In Microsoft’s blog, Brigit Murtaugh provides several examples of how the new API’s will make for cleaner code and more efficient programs. But that’s not all that Microsoft has done to make Spark.NET accessible to coders. Andrew Brust, developer and writer for ZDNet, gives a solid run-down of all the ways that Microsoft makes it easy for developers to fire up Spark.NET. First, Microsoft provides robust onboarding guidance. Framework installation support leads to the creation of a sample application and running it. It guides developers through the required dependencies to install, the configuration steps for the framework, then the installation of Spark.NET, including the creation and execution of the Spark sample application.

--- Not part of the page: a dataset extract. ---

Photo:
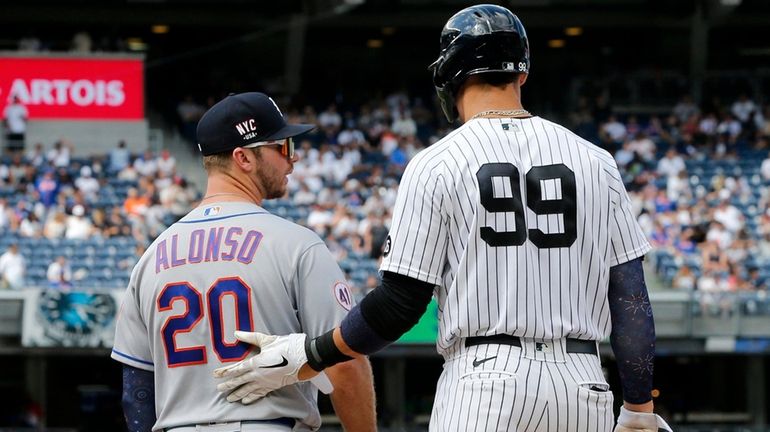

This is a ten- minute process. Developers who prefer to work in Visual Studio can access Spark.NET as well.

What’s not to love? No one was murdered in the making of this union. I’m sure there’s healthy jealousy about which language and framework is best, but I cannot prove any love triangles have estranged actual humans. While .NET’s integration with Apache Spark may not solve the philosophical conundrum of determinism, it does move forward functions and capacities that transform a multitude of industries. With thousands of .NET code, now those programs can leverage the efficiency and power of big data to make transcendental changes to the industry.